In the past, researchers have pooh-poohed the idea of looking for nitrous oxide, simply because they said it would be tricky to see. But that idea is based on the fact that Earth’s atmosphere isn’t heavy in N2O.
Nitrous oxide—commonly known as “laughing gas”—is a colorless gas, stored in liquid form, that dentists use to produce anesthetic effects in patients undergoing surgeries like wisdom teeth removal. It’s also sold in bulk in tiny cylinders to help bakers give homemade whipped cream its oomph. Now, scientists say it’s a biomarker that could signal life forms on distant exoplanets.annick vanderschelden photography//Getty Images
“This conclusion doesn’t account for periods in Earth’s history where ocean conditions would have allowed for much greater biological release of N20,” Schwieterman says. “Conditions in those periods might mirror where an exoplanet is today.”

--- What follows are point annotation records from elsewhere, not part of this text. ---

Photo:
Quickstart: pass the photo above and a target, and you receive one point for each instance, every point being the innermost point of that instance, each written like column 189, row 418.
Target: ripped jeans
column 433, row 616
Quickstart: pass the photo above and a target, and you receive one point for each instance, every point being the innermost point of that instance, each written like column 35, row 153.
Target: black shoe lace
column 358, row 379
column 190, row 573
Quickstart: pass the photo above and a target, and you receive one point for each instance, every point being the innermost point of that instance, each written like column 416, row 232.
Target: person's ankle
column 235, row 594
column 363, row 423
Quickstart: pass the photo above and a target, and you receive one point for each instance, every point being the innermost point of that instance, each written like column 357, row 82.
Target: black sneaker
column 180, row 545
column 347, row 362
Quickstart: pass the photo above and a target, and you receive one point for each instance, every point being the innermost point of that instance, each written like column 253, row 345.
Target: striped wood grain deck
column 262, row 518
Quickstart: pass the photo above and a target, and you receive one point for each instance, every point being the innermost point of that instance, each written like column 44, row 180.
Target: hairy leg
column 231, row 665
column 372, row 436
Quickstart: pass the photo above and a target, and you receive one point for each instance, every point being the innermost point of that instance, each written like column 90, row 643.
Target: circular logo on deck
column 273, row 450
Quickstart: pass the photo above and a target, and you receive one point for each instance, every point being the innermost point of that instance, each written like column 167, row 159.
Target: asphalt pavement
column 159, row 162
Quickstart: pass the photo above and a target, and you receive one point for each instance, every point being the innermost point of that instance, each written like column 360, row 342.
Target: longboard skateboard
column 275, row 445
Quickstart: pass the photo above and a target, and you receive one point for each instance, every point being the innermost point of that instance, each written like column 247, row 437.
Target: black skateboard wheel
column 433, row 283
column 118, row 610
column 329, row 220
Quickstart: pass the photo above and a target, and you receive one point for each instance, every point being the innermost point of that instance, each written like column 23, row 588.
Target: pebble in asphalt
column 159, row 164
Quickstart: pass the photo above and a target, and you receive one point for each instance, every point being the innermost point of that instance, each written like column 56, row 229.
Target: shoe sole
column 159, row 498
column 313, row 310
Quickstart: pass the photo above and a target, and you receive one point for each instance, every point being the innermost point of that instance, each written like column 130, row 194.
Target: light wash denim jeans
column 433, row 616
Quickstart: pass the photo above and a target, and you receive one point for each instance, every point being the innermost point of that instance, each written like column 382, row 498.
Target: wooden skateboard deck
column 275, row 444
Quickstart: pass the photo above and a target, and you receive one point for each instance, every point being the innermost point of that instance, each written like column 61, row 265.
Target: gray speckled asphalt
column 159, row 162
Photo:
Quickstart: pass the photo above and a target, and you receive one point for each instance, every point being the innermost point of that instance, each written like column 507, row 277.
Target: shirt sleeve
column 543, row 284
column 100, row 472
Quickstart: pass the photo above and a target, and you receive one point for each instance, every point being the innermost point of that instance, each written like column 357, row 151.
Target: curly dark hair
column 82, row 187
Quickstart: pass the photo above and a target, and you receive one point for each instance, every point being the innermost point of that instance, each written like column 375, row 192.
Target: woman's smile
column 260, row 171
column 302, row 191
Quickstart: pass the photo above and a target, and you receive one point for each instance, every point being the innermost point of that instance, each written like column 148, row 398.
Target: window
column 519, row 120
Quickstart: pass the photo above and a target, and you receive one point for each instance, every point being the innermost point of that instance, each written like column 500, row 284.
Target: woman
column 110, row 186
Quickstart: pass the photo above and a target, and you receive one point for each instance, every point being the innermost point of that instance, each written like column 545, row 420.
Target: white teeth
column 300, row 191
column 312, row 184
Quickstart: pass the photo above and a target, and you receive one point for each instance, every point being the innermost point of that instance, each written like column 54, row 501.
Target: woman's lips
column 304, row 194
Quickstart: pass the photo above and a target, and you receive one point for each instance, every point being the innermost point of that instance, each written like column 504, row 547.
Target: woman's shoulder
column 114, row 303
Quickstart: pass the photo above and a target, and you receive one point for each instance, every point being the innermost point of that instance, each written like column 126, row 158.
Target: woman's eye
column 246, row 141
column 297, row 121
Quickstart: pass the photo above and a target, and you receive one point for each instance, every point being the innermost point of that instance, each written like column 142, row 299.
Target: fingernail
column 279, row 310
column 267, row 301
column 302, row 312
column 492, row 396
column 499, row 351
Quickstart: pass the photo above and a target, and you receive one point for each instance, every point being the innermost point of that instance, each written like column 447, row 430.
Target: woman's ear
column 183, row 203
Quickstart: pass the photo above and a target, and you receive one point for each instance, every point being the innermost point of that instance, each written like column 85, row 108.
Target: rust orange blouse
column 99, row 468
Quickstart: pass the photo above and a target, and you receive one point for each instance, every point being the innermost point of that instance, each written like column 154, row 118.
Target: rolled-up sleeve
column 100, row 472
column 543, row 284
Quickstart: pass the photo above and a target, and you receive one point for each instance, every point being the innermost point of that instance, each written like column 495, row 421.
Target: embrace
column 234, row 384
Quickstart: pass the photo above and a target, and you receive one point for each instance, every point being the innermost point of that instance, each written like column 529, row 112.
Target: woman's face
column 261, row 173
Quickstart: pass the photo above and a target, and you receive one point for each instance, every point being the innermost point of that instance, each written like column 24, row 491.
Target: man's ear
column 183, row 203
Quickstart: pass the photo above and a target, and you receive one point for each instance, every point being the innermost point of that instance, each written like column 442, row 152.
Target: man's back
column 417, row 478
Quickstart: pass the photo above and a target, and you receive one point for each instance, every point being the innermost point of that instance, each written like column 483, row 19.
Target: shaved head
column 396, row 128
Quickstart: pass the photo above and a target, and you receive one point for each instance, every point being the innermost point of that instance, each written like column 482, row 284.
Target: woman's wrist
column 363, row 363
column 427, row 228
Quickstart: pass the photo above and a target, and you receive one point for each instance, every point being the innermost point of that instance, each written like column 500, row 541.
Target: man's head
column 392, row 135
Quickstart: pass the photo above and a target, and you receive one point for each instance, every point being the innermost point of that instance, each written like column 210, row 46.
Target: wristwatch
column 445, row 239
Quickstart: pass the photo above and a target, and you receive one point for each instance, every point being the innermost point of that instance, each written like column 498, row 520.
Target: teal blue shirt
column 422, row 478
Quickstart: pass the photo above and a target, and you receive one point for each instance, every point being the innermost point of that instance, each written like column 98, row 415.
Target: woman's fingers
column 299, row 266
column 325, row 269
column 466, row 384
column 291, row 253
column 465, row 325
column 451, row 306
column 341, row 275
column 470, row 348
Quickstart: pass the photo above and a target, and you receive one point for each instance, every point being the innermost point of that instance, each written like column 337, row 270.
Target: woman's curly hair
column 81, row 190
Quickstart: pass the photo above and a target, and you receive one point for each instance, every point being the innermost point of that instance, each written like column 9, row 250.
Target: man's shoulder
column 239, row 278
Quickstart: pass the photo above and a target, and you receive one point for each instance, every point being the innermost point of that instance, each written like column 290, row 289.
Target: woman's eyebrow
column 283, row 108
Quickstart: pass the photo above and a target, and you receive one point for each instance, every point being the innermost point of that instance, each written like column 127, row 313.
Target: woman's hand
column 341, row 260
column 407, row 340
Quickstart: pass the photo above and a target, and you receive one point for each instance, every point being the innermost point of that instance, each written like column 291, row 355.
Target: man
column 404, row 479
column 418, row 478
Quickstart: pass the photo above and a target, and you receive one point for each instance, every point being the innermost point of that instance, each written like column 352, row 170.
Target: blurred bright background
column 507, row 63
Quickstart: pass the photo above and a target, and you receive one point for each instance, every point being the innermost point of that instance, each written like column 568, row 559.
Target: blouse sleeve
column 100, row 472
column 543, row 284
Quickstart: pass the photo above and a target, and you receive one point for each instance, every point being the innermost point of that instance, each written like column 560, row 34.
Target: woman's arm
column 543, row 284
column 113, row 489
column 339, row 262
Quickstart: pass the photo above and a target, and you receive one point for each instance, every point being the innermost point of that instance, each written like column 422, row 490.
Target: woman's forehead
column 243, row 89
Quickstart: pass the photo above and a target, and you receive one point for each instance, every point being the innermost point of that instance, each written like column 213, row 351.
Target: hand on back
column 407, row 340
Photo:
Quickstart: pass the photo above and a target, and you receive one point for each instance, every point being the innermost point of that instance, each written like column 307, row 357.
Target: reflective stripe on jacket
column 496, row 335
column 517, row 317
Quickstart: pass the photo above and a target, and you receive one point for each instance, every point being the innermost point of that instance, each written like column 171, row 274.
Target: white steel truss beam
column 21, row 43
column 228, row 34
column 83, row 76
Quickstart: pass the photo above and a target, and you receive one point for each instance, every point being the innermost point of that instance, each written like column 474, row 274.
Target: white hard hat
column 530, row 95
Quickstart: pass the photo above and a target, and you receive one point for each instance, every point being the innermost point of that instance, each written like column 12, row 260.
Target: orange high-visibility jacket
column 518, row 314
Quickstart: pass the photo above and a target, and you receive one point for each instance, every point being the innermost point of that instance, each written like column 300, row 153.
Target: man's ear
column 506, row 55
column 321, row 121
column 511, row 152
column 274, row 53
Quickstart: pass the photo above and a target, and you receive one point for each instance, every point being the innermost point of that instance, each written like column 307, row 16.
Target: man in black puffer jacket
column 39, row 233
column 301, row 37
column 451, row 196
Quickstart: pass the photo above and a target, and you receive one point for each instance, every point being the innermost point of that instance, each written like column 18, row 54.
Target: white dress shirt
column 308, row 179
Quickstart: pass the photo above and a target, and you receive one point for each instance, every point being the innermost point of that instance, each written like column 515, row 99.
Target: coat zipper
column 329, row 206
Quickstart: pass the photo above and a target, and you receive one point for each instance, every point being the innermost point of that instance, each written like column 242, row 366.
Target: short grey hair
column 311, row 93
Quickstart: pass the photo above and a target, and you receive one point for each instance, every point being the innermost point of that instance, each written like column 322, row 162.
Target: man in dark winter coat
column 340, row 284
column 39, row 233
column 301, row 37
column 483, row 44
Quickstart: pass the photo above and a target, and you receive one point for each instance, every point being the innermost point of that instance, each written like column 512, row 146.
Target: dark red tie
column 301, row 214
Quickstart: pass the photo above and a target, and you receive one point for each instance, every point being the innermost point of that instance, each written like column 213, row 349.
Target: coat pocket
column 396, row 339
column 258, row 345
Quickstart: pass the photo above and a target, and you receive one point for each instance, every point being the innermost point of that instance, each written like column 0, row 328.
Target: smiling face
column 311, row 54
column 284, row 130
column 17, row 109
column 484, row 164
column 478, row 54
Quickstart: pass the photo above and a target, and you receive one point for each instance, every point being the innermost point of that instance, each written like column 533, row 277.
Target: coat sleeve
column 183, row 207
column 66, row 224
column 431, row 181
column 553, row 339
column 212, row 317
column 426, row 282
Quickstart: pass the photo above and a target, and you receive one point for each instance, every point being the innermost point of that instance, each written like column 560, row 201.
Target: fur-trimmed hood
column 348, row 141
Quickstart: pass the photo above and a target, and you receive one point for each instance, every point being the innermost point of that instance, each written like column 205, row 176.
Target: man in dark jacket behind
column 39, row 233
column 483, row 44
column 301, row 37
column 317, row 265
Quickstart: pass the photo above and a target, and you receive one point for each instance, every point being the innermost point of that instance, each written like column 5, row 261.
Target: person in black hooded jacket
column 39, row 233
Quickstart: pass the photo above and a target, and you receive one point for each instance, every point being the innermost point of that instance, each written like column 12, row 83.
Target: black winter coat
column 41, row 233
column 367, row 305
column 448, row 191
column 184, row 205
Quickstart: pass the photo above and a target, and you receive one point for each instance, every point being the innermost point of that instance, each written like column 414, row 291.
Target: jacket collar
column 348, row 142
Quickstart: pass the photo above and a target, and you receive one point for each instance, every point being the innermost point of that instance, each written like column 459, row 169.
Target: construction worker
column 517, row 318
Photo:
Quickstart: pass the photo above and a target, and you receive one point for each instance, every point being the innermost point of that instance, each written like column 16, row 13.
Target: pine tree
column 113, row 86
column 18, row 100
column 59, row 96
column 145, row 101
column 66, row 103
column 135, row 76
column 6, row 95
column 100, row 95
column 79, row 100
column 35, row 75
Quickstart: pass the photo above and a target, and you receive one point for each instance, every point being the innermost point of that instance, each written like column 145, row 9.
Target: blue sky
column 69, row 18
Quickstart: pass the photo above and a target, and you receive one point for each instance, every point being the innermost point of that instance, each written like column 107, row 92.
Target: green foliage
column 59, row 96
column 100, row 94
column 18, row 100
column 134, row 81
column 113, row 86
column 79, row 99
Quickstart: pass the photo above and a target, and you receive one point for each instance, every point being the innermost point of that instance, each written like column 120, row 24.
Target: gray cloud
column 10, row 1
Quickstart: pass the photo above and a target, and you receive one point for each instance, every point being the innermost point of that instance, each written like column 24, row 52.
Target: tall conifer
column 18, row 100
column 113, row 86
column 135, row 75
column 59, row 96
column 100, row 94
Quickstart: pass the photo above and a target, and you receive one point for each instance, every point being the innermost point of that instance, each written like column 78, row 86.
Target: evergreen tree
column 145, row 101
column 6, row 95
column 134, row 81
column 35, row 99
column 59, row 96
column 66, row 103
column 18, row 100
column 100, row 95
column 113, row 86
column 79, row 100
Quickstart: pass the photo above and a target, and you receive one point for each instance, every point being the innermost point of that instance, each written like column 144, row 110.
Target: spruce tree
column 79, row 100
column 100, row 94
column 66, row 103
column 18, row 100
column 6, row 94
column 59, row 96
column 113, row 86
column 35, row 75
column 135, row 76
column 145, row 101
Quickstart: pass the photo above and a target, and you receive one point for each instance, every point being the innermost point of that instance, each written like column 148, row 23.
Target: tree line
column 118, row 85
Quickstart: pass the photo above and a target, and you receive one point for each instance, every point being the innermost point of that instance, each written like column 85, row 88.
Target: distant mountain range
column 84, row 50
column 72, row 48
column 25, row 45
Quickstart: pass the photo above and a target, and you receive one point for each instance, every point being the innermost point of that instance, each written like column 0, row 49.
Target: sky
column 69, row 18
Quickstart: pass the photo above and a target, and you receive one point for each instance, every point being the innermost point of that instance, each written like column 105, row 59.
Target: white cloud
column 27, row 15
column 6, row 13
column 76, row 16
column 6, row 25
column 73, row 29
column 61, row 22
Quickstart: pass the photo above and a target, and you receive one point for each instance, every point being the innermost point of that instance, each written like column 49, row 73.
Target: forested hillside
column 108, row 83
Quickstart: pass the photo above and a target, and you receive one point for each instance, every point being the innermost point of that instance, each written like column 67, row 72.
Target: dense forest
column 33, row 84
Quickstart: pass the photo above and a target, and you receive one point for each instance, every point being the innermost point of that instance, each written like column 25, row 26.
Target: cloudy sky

Consider that our sun does a fine job of breaking up N2O molecules compared to some other less-impressive celestial bodies, like dwarf stars K and M, that don’t have as powerful a light spectrum to break up the molecules. It’s then possible that nitrous oxide molecules could hang on quite a bit longer on those stars.
This all led the team—which included folks from Purdue University, the Georgia Institute of Technology, American University, and the NASA Goddard Space Flight Center—into the belief that now is the time for astrobiologists to consider N2O as an alternative biosignature.
“We wanted to put this idea forward,” Schwieterman says, “to show it’s not out of the question we’d find this biosignature gas if we look for it.”